With all the recent winter weather and below freezing days and nights it may be strange to think about controlling fleas on your pet.

With all the recent winter weather and below freezing days and nights it may be strange to think about controlling fleas on your pet.

Nevertheless, our average temperatures should be between 40 and 60 degrees…and soon will be (I hope). This is an ideal time to start preventive measures. Tick season also starts with warm weather…see next week's column.

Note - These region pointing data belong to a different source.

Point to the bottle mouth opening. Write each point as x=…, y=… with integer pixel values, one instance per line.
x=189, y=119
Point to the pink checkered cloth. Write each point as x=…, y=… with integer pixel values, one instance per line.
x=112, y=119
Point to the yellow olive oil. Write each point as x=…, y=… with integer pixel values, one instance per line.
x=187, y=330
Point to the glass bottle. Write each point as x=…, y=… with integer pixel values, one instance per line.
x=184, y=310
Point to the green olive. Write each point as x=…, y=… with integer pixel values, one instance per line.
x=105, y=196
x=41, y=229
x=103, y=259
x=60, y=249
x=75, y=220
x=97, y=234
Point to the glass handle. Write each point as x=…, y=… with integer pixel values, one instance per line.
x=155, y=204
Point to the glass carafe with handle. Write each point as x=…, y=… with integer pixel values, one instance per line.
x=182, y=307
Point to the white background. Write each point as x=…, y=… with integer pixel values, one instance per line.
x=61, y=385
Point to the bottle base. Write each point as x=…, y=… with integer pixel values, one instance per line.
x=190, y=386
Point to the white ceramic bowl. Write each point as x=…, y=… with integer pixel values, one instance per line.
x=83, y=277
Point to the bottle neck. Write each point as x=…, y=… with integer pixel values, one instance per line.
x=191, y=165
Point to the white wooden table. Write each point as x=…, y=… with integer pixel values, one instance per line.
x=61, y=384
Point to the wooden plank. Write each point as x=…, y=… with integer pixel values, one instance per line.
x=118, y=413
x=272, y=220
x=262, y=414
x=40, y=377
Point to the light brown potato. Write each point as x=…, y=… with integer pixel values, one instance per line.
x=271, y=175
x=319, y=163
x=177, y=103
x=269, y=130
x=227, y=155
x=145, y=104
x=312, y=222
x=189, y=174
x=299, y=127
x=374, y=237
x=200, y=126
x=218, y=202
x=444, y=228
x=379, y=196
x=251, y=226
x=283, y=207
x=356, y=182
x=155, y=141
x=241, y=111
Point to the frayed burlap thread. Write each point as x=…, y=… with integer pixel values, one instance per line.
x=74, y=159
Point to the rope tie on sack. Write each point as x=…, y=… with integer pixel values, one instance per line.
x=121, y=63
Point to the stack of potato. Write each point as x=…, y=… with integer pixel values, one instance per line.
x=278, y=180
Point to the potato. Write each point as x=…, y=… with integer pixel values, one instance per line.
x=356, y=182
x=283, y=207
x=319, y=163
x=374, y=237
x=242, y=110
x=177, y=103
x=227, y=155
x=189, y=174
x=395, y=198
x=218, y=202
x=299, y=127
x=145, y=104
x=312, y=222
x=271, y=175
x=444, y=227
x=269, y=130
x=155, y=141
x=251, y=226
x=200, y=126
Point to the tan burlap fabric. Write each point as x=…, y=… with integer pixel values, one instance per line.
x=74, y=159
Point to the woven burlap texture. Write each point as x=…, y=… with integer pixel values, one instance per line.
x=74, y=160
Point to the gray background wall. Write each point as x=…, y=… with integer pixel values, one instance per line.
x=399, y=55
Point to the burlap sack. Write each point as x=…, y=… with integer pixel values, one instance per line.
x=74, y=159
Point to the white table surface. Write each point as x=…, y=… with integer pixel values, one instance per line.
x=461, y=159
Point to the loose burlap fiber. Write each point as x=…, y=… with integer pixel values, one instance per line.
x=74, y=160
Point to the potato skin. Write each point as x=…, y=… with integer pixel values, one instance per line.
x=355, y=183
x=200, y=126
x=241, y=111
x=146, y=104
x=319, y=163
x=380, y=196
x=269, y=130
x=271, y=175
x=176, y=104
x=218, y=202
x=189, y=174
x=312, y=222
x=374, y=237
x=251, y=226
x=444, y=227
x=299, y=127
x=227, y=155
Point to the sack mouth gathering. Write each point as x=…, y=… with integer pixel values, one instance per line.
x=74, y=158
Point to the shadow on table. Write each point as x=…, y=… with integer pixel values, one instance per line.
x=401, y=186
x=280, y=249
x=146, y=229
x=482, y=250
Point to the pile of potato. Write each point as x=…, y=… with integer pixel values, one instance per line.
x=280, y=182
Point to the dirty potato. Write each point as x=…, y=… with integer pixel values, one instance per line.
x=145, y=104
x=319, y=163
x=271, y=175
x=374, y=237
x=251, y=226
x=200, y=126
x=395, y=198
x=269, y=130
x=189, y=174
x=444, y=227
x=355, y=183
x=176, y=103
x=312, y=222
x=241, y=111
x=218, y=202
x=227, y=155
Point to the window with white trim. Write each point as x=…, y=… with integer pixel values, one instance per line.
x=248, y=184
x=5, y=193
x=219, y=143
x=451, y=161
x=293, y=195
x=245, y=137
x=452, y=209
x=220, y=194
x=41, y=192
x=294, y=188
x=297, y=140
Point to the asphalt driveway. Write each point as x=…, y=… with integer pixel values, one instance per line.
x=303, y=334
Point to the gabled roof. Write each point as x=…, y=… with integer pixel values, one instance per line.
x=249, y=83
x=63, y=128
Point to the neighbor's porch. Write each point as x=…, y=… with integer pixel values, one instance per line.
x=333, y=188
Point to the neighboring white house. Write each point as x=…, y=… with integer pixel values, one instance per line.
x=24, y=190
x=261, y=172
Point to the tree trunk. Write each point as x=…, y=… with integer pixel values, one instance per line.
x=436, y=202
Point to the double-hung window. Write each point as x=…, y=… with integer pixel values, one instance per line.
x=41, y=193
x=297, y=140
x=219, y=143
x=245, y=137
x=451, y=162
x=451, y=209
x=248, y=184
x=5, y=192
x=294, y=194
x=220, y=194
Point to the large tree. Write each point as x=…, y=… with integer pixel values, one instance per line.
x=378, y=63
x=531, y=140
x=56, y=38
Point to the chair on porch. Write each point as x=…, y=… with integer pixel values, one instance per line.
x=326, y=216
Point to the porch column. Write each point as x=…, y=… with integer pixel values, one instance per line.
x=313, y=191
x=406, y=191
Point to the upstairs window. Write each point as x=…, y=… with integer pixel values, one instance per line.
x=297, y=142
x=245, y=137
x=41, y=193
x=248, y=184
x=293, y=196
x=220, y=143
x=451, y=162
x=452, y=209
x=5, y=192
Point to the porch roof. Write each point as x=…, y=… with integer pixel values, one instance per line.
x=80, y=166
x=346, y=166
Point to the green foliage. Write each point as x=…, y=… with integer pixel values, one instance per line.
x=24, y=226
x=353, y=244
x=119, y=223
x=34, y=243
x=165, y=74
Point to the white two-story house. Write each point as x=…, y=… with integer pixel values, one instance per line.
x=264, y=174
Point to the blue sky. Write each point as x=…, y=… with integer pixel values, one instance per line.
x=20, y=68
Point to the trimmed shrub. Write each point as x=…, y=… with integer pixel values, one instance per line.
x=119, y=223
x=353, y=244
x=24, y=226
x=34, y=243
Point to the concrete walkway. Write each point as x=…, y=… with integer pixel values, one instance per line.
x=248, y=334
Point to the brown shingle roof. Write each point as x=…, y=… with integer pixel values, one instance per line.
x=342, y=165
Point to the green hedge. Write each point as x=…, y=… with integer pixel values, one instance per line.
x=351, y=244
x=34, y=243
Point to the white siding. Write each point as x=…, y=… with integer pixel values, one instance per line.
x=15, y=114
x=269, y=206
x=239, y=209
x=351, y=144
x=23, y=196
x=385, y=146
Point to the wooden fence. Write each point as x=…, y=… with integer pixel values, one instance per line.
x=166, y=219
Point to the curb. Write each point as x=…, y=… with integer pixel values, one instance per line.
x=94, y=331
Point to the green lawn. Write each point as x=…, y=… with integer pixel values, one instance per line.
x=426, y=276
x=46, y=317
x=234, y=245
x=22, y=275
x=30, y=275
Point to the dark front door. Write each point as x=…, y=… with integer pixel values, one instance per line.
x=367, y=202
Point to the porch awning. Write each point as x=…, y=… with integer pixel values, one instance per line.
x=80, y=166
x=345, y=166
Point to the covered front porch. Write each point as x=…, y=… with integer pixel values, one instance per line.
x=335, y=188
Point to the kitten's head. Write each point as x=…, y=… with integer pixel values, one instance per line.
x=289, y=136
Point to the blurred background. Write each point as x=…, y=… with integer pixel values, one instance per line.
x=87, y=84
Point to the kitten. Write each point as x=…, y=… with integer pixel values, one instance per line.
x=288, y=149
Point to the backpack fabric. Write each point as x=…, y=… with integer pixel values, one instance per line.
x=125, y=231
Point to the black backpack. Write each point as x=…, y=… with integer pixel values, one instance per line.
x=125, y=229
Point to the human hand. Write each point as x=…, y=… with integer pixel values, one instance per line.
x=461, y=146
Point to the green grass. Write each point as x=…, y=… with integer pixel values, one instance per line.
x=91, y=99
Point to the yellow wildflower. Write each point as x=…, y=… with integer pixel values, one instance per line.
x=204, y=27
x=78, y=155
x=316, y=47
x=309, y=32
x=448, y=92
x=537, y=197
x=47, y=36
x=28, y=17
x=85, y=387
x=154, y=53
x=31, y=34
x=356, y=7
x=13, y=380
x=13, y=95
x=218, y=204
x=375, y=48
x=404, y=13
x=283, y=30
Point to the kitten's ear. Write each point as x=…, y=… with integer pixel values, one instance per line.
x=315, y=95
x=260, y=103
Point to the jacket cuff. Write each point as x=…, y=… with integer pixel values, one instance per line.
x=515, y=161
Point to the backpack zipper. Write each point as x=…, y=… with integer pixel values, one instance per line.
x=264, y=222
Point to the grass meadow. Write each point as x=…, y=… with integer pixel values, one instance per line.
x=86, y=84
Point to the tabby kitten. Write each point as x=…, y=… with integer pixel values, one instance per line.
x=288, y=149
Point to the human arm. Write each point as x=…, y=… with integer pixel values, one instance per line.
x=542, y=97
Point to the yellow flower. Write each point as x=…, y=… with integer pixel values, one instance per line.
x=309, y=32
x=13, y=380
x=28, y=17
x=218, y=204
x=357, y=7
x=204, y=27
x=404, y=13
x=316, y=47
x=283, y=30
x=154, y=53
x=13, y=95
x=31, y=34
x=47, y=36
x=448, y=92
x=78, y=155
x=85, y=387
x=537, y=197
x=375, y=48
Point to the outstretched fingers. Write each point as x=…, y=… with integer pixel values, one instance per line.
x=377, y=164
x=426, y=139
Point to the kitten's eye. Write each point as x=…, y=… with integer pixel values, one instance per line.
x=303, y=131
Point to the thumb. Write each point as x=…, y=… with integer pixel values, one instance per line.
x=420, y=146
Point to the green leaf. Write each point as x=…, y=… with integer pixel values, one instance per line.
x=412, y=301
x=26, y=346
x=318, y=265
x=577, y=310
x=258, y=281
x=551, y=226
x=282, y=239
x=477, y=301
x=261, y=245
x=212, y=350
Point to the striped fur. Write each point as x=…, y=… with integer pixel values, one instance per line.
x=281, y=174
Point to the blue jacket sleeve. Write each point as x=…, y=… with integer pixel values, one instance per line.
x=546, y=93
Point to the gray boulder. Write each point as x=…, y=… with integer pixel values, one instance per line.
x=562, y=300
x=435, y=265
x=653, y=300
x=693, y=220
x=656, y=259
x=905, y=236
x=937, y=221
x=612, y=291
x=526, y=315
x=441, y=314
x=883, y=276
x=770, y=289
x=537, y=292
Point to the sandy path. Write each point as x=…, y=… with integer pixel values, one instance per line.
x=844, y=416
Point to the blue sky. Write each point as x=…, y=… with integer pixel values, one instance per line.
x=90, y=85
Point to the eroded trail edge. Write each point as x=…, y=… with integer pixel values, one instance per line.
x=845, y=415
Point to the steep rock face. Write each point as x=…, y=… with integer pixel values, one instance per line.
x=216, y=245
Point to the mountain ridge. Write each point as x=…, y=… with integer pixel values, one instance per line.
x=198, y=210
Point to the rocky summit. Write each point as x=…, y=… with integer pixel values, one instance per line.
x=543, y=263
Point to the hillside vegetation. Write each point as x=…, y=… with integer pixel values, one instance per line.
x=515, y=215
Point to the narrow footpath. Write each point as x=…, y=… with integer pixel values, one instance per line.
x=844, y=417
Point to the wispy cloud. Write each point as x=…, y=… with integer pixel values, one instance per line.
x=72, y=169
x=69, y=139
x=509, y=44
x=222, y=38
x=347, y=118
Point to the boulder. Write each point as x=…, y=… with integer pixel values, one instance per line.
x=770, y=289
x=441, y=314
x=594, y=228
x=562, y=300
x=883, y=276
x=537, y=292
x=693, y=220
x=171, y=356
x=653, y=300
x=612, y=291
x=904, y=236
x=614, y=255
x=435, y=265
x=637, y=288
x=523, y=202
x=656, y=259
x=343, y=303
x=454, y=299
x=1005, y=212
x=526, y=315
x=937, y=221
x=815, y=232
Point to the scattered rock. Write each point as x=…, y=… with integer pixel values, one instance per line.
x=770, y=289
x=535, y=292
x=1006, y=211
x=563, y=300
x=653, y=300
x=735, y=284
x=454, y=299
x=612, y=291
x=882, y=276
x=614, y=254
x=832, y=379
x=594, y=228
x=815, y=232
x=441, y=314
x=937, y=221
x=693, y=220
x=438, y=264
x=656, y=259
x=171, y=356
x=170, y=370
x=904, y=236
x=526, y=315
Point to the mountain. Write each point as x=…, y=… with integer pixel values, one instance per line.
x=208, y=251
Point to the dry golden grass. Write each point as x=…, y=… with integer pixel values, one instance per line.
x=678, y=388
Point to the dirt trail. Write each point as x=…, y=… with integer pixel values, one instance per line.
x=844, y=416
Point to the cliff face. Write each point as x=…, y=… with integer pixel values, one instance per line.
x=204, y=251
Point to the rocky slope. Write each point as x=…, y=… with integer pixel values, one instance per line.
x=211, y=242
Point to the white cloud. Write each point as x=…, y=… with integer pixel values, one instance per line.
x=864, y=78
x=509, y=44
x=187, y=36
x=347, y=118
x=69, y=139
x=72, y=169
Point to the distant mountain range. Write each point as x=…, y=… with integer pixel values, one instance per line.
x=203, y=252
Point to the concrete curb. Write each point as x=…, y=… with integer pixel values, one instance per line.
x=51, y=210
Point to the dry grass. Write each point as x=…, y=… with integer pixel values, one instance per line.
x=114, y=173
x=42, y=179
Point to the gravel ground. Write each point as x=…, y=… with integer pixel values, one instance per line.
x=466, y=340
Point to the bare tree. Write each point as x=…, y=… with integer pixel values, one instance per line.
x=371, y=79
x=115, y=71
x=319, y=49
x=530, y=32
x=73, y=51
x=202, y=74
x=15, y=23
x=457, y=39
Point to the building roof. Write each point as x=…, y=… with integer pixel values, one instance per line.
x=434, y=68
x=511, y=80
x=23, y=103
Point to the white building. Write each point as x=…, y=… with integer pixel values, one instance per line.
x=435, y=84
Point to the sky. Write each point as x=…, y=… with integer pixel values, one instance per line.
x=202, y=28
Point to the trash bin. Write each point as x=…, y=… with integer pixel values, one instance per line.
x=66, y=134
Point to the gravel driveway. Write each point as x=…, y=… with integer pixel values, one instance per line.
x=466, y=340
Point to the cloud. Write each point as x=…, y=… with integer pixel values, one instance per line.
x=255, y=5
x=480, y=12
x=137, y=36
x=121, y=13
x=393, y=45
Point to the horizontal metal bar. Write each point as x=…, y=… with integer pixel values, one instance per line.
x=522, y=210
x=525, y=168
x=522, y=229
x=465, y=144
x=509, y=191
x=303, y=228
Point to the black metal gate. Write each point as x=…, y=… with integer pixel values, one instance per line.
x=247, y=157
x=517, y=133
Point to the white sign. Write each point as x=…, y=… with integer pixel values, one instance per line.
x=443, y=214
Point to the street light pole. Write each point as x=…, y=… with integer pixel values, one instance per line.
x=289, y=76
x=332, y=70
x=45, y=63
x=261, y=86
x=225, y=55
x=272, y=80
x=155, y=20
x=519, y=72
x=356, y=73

Fleas are a serious problem for pet owners. These nasty little parasites thrive in warm, humid environments and live off the pet's blood. They carry diseases that are harmful to dogs, cats and humans. Moreover, fleas can live more than 100 days, producing millions of offspring.
When a flea bites a dog or cat and takes in their blood meal, they also inject an anticoagulant contained in their saliva. A few pets are lucky not to have much reaction to the bite but for others it causes itching due to sensitivity to the saliva. Pets may obsessively scratch, lick or bite at their skin when fleas are present. With some dogs or cats, only one flea bite can cause severe allergic skin reactions that are painful and distressing to them.

Allergic dermatitis manifests as redness, raw and weeping hot spots, loss of hair and increased pigmentation of the skin. Bacterial infection can also occur. If your pet has itching behavior, always consider fleas as the cause. The primary treatment of flea allergy dermatitis is to remove the existing fleas and be diligent about preventing future flea bites.

Fleas act as an intermediate host in the tapeworm life cycle. Through grooming and biting at the parasite, the animal ingests an adult, larvae-containing flea. The larvae grow to maturity in the intestines. When developed, the head of the tapeworm attaches to the intestinal wall and small egg-filled segments periodically break off and pass out the rectum. Tapeworm segments are easily recognized and seen in a fresh stool or around the pet's anal area. They look like flattened rice kernels that undulate. Your veterinarian can prescribe drugs that kill tapeworms. The key to tapeworm prevention is flea control.

Flea bite anemia may be a complication of severe flea infestations, especially in tiny kittens. With many fleas feeding at the same time, significant blood loss can occur, resulting in severe anemia. Some cats may not survive flea bite anemia. Many kittens do not.

It is possible for fleas to thrive year-round in your home. They progress from eggs to larvae, then to pupa and finally adults. This can occur in a warm, humid environment. Once eggs drop off of your pet, the developing flea lives in carpeting, furniture or cracks in the floor. Pupa can lie dormant for months, but under temperate conditions, they complete their life cycle in about three weeks. It is at this point that they hitch a ride on your pet.

If flea infestation is not already obvious, the best way to identify their presence is to look for "flea dirt" in pet fur. These tiny black specks are digested blood. Stand your pet over a white sheet, comb through their fur and examine the debris. If fleas are present, a drop of water will turn the black specks red.

Types of commercial products available for flea control include oral and systemic spot-on insecticides. These have proven to be more effective than most flea collars, shampoos, sprays, powders and dips.

With all these choices, it is best to consult your veterinarian as to the best flea control and prevention for your pet. Regular combing, bathing and vacuuming can help reduce and control but not eliminate fleas. When chemical control is necessary, choose a safer treatment and avoid the most toxic chemicals.

I recommend reviewing the information on the following website if you have concerns about toxicity, safety and environmental issues from use of some insecticides. More than 140 products are evaluated at: www.simplesteps.org/ greenpaws-products# /h/+/+/835.

Another source of information is at www.veterinarypartner.com/Content.plx?P=A&A=545. Wendy C. Brooks, DVM, DipABVP has developed a very comprehensive list of the 14 most common flea control products to help you fit the right product to your circumstances.